Especialmente para Zion.
Si no fuera por Addison, él no habría mostrado ni una fracción de esta paciencia. En otras circunstancias, habría golpeado a Maxwell hasta sacarle la verdad sin dudarlo, incluso si eso significaba una destrucción mutua.
—Está bien. Si no estás listo para compartirlo, que así sea —dijo Zion, apretando los dientes mientras contenía su temperamento—. Pero espero que no nos lo ocultes por mucho tiempo. De lo contrario… solo lastimarás a Addison.
Contuvo su ira, no porque no estuviera ahí, sino porque no quería arriesgar la frágil paz entre ellos que Addison había reparado con su presencia. Pelear entre ellos ahora no ayudaría a nadie; solo empeoraría las cosas. Así que, por el momento, Zion eligió la contención sobre la confrontación.
Maxwell, repentinamente convertido en el centro del conflicto, no dijo nada. Su expresión permanecía fría e indiferente, como si las preguntas de Zion y Levi hubieran tocado su punto más sensible. Un escalofrío se extendió por el aire, sutil pero inconfundible. Todos lo sintieron, pero nadie lo reconoció.
Especialmente Zion.
Él había sido consciente desde hacía tiempo del aura fría de Maxwell. En el pasado, Maxwell rara vez hablaba a menos que se dirigieran directamente a él. Solo recientemente había comenzado a abrirse, incluso iniciando conversaciones por su cuenta.
Pero ahora, debido a esta indagación en su secreto, había vuelto a ser como antes. Peor aún, había un leve rastro de agresión en sus ojos oscuros, como si, si Zion y Levi presionaban más, pudiera atacar simplemente para silenciarlos.
Zion y Levi intercambiaron una mirada confundida.
—Está bien. No nos mires como si ya fuéramos enemigos muertos —gruñó Zion, mientras el comportamiento de Maxwell pinchaba su ego como si fuera un desafío directo. Su temperamento se encendió, pero después de varias respiraciones profundas y estabilizadoras, logró calmarse. Esa contención por sí sola era prueba de cuánto había cambiado.

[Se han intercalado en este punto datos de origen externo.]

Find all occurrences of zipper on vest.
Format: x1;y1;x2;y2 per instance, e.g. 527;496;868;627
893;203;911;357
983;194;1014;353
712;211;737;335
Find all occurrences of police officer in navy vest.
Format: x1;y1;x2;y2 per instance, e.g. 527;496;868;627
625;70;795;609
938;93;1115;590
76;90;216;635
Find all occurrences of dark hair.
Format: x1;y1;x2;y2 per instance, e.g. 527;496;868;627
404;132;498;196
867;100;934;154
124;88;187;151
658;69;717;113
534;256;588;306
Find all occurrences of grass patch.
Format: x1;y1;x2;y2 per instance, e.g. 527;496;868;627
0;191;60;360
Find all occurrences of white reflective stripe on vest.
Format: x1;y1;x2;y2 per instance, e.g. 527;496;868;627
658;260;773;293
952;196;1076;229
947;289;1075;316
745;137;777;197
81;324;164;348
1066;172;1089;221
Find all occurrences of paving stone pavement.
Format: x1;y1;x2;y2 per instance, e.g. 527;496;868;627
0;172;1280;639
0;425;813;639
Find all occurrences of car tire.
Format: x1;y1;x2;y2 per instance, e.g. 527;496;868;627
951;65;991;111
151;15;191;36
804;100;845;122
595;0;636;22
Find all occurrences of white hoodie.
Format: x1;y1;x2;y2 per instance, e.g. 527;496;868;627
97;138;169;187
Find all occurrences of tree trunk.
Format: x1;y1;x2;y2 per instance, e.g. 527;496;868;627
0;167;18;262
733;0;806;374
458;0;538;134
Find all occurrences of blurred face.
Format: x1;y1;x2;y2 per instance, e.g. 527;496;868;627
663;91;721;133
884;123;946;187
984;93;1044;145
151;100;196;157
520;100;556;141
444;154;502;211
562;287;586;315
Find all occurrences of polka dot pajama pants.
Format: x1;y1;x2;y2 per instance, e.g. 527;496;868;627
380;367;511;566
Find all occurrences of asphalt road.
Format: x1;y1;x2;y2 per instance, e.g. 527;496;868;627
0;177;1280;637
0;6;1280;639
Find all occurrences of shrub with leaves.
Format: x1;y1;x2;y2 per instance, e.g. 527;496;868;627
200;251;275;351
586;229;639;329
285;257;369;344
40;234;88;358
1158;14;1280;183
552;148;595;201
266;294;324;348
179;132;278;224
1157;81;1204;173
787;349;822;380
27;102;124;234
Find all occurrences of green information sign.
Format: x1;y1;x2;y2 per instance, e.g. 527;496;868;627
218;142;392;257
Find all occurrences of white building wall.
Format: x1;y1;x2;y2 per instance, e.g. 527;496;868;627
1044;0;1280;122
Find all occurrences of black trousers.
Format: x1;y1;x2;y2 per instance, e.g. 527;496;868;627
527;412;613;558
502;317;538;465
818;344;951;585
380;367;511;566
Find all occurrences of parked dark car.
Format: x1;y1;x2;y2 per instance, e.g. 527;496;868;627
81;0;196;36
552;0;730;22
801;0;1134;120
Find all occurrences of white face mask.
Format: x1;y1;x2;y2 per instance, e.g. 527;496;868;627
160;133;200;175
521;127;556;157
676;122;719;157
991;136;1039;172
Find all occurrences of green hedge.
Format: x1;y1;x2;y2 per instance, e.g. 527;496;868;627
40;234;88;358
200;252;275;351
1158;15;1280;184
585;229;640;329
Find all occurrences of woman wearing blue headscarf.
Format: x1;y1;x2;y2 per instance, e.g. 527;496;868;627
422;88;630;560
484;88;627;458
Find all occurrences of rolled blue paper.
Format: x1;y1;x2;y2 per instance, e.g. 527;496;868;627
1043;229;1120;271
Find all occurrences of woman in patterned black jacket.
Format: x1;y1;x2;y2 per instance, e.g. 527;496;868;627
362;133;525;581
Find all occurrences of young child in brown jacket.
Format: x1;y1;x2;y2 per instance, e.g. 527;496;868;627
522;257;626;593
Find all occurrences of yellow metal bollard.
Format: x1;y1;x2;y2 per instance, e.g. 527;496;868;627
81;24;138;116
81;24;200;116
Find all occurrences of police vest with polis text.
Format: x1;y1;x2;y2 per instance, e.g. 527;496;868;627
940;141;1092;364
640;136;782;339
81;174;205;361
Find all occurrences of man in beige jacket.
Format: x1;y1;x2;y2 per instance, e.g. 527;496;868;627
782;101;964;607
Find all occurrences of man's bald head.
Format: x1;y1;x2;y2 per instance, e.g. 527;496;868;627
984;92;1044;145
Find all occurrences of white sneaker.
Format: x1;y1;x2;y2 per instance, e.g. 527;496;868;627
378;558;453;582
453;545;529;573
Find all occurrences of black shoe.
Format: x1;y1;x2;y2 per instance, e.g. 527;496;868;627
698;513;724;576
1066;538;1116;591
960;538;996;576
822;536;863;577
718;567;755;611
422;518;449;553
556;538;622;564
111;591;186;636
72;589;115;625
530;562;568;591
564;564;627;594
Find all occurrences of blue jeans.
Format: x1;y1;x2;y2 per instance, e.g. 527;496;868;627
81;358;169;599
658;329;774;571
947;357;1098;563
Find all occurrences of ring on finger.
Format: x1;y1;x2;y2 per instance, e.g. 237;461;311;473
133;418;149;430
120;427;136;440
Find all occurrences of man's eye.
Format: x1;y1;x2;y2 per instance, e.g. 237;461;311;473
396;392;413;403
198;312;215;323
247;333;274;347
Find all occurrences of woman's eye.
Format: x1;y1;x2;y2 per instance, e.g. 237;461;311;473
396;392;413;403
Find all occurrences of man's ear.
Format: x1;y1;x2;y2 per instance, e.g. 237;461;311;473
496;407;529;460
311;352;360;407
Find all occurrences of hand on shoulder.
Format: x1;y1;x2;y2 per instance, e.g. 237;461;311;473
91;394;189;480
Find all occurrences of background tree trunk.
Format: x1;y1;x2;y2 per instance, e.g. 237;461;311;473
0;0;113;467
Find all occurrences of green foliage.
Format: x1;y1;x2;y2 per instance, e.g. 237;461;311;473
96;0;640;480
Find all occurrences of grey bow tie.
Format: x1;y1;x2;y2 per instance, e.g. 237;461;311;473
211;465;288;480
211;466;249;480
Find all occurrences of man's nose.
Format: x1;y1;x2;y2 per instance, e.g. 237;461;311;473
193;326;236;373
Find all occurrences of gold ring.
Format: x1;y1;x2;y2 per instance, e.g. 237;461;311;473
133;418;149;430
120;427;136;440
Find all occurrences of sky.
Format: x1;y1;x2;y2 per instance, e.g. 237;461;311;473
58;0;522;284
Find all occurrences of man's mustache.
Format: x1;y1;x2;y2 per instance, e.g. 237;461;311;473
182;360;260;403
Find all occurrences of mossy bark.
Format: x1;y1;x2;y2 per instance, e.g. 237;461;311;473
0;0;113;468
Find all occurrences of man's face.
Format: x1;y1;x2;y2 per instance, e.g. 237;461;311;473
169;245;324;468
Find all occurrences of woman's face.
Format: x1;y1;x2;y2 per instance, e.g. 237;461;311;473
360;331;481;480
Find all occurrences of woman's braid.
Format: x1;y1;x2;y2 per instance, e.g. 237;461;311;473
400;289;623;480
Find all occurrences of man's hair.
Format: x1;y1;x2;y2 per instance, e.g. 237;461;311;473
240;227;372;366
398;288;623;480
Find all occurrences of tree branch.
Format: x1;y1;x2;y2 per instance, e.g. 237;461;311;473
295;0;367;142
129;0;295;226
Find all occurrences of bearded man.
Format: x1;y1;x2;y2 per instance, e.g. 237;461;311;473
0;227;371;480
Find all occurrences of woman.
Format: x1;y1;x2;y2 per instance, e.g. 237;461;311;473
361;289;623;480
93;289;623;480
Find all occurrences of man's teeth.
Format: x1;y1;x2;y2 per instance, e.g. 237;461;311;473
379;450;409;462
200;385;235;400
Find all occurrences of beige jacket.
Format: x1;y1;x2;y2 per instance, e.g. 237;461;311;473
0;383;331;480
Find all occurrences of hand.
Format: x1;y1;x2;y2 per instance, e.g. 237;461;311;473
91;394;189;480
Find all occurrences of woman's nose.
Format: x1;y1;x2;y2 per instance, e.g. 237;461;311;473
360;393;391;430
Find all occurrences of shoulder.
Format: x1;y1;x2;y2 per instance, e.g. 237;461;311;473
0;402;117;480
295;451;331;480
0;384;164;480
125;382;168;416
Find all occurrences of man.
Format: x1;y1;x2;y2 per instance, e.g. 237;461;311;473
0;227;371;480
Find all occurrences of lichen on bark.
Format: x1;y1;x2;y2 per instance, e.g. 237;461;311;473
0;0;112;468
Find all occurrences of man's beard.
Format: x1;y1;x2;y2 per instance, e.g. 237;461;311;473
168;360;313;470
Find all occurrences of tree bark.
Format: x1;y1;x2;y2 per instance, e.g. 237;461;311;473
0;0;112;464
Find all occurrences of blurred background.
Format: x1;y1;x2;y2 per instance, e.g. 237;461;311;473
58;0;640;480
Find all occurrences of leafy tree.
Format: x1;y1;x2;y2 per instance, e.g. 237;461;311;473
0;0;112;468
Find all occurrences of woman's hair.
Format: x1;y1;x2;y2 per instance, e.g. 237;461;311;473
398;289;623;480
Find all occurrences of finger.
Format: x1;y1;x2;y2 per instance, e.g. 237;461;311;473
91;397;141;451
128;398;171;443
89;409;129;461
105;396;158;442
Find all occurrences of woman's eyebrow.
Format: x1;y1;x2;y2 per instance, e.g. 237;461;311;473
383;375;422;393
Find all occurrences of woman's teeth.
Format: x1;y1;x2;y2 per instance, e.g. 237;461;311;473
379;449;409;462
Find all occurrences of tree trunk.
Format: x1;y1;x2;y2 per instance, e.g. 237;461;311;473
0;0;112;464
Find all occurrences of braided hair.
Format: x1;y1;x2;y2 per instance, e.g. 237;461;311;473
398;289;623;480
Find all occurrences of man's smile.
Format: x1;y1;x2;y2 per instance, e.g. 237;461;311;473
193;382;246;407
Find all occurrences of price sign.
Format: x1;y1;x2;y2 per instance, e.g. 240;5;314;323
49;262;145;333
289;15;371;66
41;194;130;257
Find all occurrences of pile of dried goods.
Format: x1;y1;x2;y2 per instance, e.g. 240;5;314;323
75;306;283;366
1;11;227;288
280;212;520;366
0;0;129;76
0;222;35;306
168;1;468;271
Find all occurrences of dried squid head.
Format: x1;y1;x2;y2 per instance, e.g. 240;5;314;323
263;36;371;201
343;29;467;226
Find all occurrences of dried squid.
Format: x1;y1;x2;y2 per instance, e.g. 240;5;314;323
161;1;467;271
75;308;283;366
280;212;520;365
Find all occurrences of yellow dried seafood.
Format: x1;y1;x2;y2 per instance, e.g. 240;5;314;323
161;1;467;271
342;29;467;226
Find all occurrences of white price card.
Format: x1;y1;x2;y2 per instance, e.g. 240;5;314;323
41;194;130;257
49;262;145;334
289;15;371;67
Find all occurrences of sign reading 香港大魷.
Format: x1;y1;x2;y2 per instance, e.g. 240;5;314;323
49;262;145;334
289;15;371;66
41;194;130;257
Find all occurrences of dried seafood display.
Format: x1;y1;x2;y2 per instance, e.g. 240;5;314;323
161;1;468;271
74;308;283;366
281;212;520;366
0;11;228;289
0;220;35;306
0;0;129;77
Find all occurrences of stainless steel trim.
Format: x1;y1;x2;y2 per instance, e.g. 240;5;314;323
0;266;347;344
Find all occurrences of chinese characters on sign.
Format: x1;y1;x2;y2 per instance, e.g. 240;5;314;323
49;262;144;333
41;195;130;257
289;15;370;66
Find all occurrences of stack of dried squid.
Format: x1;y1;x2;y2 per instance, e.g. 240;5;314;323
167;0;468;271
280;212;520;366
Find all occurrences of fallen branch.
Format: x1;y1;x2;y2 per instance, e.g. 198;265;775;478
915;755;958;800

—No estamos tratando de entrometernos en tu pasado ni chismorrear sobre tus secretos —continuó Zion, con un tono firme pero controlado—. Preguntamos porque podría ayudar a Addison. No olvides que ella todavía lleva una maldición, y ni siquiera sabemos si podría poner en peligro su vida en el futuro. Cualquier cosa que aprendamos sobre las brujas oscuras o las maldiciones podría marcar la diferencia.
Terminó de hablar, aunque una parte de él sentía a Shura agitándose dentro de él, con ganas de responder y desafiar a Maxwell directamente, por mostrarles los colmillos en un momento como este.
Incluso después de que Zion terminó de explicar, Maxwell no mostró ninguna reacción. Sus ojos simplemente brillaban, afilados y peligrosos, como si estuviera al borde de atacar. Fue entonces, solo entonces, cuando Levi se interpuso entre ellos.
El aire ya estaba crepitando con tensión. Podía sentirlo claramente: dos Alfas al límite de su contención, cada uno a segundos de perder el control.
—No empiecen una pelea ahora —dijo Levi con calma—. Calmen a sus lobos.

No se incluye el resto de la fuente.